Categories
Commemorative Stamps History Behind a Stamp New Stamps News Stamps

Guernsey will Issue Stamps on Sark’s 450th Anniversary

guernsey stamps

42p stamp-In 565 Saint Magloire landed on Sark from Brittany with 62 monks to establish a Christian monastery. As well as miraculously curing the sick and rescuing a man from a giant conger eel’s jaws, his best-known role was as a dragon slayer. According to legend he subdued the beast with his shawl then led it to the cliff edge where the dragon fell to its death.

57p Stamp-Without permanent settlers the island became a haven for pirates and wreckers. In the 1530s the French writer, François Rabelais, described Sark as a place of ‘pirates, thieves, brigands, murderers and assassins.’

62p Stamp-Two hundred paroled French convicts landed under the command of Captain François Breuil in 1549, who with another 200 Frenchmen, built three forts on Sark. They were finally ousted four years later although there was another short-lived French occupation in the early 1560s.

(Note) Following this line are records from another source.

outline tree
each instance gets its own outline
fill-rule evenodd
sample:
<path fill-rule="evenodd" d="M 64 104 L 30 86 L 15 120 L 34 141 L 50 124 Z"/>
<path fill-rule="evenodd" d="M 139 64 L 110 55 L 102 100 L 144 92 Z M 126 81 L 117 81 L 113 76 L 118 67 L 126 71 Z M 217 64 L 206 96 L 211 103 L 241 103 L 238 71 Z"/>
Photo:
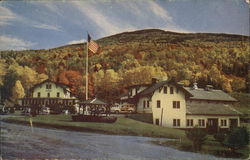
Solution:
<path fill-rule="evenodd" d="M 206 140 L 207 133 L 201 128 L 194 127 L 186 131 L 186 136 L 193 142 L 193 149 L 195 151 L 200 151 L 202 144 Z"/>
<path fill-rule="evenodd" d="M 15 86 L 12 88 L 12 99 L 15 101 L 18 98 L 23 98 L 25 96 L 24 88 L 22 86 L 22 83 L 17 80 L 15 83 Z"/>
<path fill-rule="evenodd" d="M 233 128 L 225 141 L 223 142 L 228 148 L 235 153 L 236 149 L 244 147 L 249 143 L 249 133 L 245 127 Z"/>
<path fill-rule="evenodd" d="M 18 79 L 18 75 L 13 70 L 8 70 L 5 76 L 3 77 L 3 86 L 1 87 L 1 96 L 2 100 L 7 100 L 11 97 L 11 90 L 14 87 L 16 81 Z"/>
<path fill-rule="evenodd" d="M 99 70 L 93 76 L 95 91 L 99 97 L 112 101 L 119 95 L 121 78 L 113 69 Z"/>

68p Stamp-Helier de Carteret in Jersey was concerned about the island being used as a refuge for pirates or Frenchmen. He proposed to Queen Elizabeth I that he colonise Sark and secure it for the Crown. On 6 August 1565 the Letters Patent from the Queen were signed creating the Fiefdom of Sark and Helier was made its first Seigneur. The island was divided into forty plots of land each settled by a family, most of whom came from Jersey.

77p Stamp-In the 1830s silver and copper mining operations began on Little Sark, but when the venture failed it bankrupted Seigneur Pierre Le Pelley. In 1852 he sold the Fief of Sark to the Collings family and their descendants have held the title ever since. The stamp shows some of the ruined mine buildings that could be seen until recently.